The StormShroud ACP was developed to meet an Urgent Capability Requirement raised by the RAF for a stand-in jammer. (Leonardo)

Taking heed of lessons from the conflict in Ukraine, NATO’s broad effort to recapitalise its suppression of enemy air defence (SEAD) capability is moving towards the accelerated introduction of stand-in jamming as part of a high/low capability mix.
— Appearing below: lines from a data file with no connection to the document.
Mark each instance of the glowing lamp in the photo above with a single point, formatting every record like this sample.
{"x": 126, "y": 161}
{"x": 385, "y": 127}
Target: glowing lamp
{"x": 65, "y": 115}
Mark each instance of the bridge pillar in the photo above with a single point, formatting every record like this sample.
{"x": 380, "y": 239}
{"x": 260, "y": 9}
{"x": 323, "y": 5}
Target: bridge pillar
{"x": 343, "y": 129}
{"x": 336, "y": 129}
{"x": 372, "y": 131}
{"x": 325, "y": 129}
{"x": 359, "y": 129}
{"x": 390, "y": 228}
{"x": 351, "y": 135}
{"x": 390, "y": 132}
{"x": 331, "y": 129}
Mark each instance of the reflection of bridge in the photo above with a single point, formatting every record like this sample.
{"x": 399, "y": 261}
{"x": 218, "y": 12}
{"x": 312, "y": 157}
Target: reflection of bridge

Electronic warfare (EW) practitioners and defence scientific staff speaking at the AOC Europe 2025 conference in Rome in early May affirmed the importance attached to deploying diverse stand-in effects alongside more traditional means of airborne electronic attack (AEA). They also revealed that the NATO Air Force Armaments Group (NAFAG) has directed work to develop a Capability Code to guide acquisition efforts across the alliance.

Rebalancing SEAD

SEAD – a shorthand that describes the methods and means to disrupt, degrade, or destroy the effective functioning of an adversary integrated air-defence system (IADS) – is recognised as fundamental to the success of any air campaign. It enables freedom of action in contested airspace, substantially improves the survivability of friendly air assets, and maximises the probability of prosecuting a successful attack against opposing forces. Suppression can be achieved in one of two ways: non-kinetic SEAD employs forms of electronic attack (EA) to jam surveillance and fire-control radars and disrupt communications nets to create a safe ‘window’ inside the missile engagement zone (MEZ); kinetic SEAD refers to the use of anti-radiation missiles and/or precision-strike weapons to destroy radar sites, surface-to-air missile batteries, and command-and-control nodes.